Da sich aber die ständige Verschiebung der Aufarbeitung wenig vorteilhaft auf die Kastenreste und auch die erneuerten Teile auswirkte, beschloß der Vorstand Ende 1996, den Wagen schrittweise unter Nutzung der Hallenstellfläche des Aw Chemnitz durch eigene Leute aufzuarbeiten.

Am 08.01.1997 erfolgte der Transport nach Chemnitz. Wiederum abhängig von den finanziellen Mitteln, freien Kapazitäten der Mitarbeiter und Mitglieder der Preßnitztalbahn und der Verfügbarkeit von Arbeitsständen im Werk Chemnitz erfolgte nun die schrittweise Augfarbeitung unterbrochen immer wieder von längeren Stillstandszeiten.

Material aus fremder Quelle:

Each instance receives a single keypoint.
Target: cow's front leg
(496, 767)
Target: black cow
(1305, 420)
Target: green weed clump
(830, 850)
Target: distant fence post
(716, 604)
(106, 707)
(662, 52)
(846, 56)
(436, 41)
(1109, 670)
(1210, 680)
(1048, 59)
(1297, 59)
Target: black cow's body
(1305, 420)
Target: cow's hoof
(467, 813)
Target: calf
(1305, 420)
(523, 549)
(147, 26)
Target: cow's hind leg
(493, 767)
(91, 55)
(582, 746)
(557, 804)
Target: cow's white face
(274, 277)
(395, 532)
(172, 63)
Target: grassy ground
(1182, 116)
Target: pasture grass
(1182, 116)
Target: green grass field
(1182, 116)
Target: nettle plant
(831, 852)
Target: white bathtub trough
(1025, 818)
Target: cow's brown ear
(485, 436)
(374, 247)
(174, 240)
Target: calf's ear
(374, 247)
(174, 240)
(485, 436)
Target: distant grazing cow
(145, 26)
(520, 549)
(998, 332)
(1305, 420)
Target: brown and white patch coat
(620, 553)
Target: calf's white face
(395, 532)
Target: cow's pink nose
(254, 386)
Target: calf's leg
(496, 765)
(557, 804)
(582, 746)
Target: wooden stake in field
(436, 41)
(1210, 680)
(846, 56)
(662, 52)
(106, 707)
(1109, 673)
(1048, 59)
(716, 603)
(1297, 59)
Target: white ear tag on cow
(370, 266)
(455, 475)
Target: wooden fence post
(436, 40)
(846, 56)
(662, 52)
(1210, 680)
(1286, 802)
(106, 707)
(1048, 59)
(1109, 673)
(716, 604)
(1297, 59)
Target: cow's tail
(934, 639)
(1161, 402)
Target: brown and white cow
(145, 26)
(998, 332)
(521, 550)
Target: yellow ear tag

Nach Beschleunigung der Arbeiten Anfang 1998, Fertigstellung der Farbgebung, Beschriftung und Anbau aller Fahrgestell- und Bremsteile (der Wagen ist gegenüber früher zusätzlich zur Heberleinbremse mit einer durchgehenden Saugluftleitung ausgestattet) wurde der Wagen am 12.05.1998 von Chemnitz nach Schlössel überführt. Nach über 30 Jahren führte 99 1542-2, die den Wagen ganz sicher schon früher im Mügelner Netz befördert hatte, das "neue" 90 Jahre alte Fahrzeug nach Jöhstadt. Am 19.05.1998 erfolgte durch den OBl die Abnahme nach der erfolgten Hauptuntersuchung, am 29.05.1998 durch den LfB des Freistaates Sachsen die bahnaufsichtliche Prüfung.